Solid Big Data
Data is the lifeblood of any organization. However the volume of data is growing exponentially, and is magnitudes larger than a few years ago. How can an organization get business value out of massive datasets? This is the problem that big data technologies aim to solve.
This course introduces the components of big data solutions and then dives into the technical and architectural details of Apache Spark. We'll explain how the Spark API fits in with Hadoop and how it offers an improved and powerful alternative to MapReduce. We also explore related Spark features including Spark SQL, Spark Streaming, and Spark Machine Learning.
The course is intensively hands-on. We explore numerous examples and run through many common scenarios in the lab exercises.
Modules in Solid Big Data:
Creating Spark Applications
This module describes how to write a complete Spark application in Scala:
- Create a new Spark application
- Import Spark packages
- Write code to make use of the Spark libraries
We then show how to build the app and run it on Spark:
- Set the classpath to incorporate Spark JARs
- Compile the Scala code into Java classes
- Coalesce the Java classes into a JAR
- Submit the JAR to Spark, to be executed
Resilient Distributed DataSets (RDDs) are the key abstraction in the Spark Core API. This module takes a close look at how to perform transformations and actions on RDDs. We cover the following topics:
- RDD transformations
- RDD transformations on key-value pairs
- RDD actions
- Spark jobs - the big picture
Using The Spark API
This chapter introduces the concept of Resilient Distributed Datasets (RDD), the key abstraction in the Spark Core API. We show how to create RDDs from a range of data sources, including in-memory collections, files on the local file system, files on an HDFS file system, and so on. We also describe SparkContext and show how to configure it.

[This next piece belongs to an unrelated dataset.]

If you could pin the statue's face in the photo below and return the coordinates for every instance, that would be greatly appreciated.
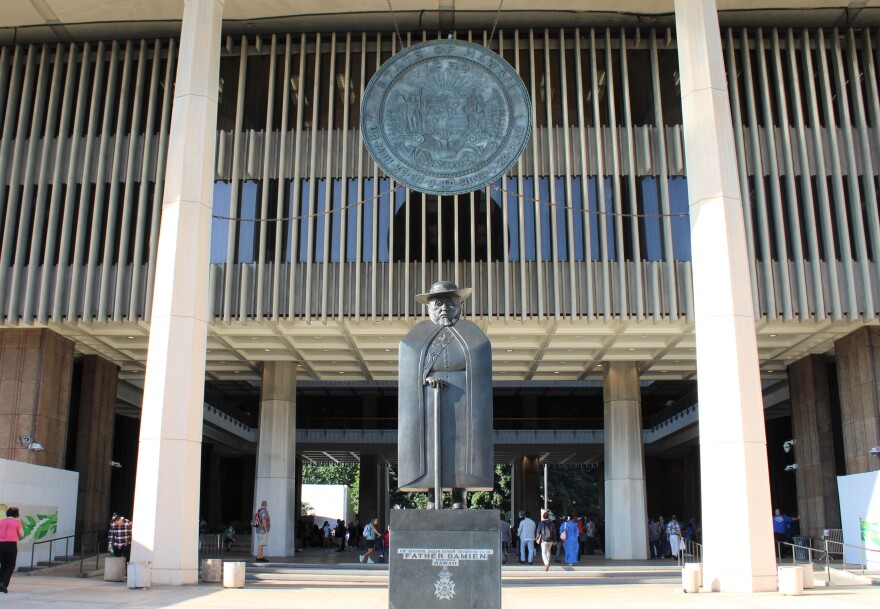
(445, 310)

Getting Started with Spark
Apache Spark is the most important open-source project in the field of big data today. It offers the ability to process big data using commodity hardware, and is effectively the successor to Hadoop MapReduce. Many organizations today are replacing MapReduce with Spark.
This chapter describes Spark Core, which is the foundation stone of the Spark offering. We take a look at the Spark architecture, and explain terms such as Worker Node, Driver Program, Cluster Manager, Executor, and Task. We also discuss important Spark concepts such as shuffling, jobs, and stages.
The chapter also introduces the Spark Shell, and shows how to start writing simple scripts to manipulate data using the REPL interface.
Additional Big Data Technologies
This module investigates several key aspects of big data solutions:
- Data serialization formats
- Columnar storage
- Messaging systems
We explain each of these topics and discuss popular products and solutions in each case.
Introduction To Big Data
In this module you'll learn about fundamental big data concepts and technology. We describe the problems facing organizations today, who are confronted with the need to process massive datasets with high volume and velocity. We explain why relational databases are insufficient, and explore the features required in big data solutions.
We then take a detailed look at Hadoop. We explain the components of Hadoop - HDFS, MapReduce, and YARN. We also explain important terminology and explore the design goals of Hadoop: parallelization via commodity hardware and open-source software; scalability; fault tolerance; load balancing; and so on.
Getting Started Spark SQL
Spark SQL is a Spark library that runs on top of Spark, providing a higher-level abstraction than Spark Core for processing structured data.
This module introduces the key concepts of Spark SQL, showing how to create DFrames from a wide range of data sources including relational databases, NoSQL data sources, text formats, binary formats, data warehousing systems, and columnar storage systems. We then show how to formulate simple queries in Spark SQL using SQL, HiveQL, and language integrated queries.
Some applications require data to be processed and analysed in real time as it's collected - e.g. fraud detection in an e-commerce system, device failure detection in a data centre, etc.
Handling high-velocity data in real time is a challenge. An application running on a single machine probably can't handle it. A distributed stream processing framework addresses the issue. Spark Streaming is a distributed data stream processing framework that makes it easy to develop distributed applications for processing live data streams in near real time.
This module takes a detailed look at the Spark Streaming API. We describe how to create DStreams from various types of data sources, then explore how to process DStreams using a wide range of transformation operations and actions.
This module takes a detailed look at the Spark SQL DataFrame operations:
- Language-integrated query operations
- RDD operations
- Output operations
Machine learning is an area of computer science rooted in pattern matching and artificial intelligence. The goal is to create systems that learn and evolve based on the data that runs through the systems, rather than baking hard-coded logic into systems at the outset.
Spark has excellent support for machine learning. This module explains how it all fits together. We begin with a discussion of important concepts and terminology associated with machine learning, then take a detailed look at two Spark machine learning APIs - MLib and Spark ML. We'll show worked examples of both APIs, and compare and contrast their features.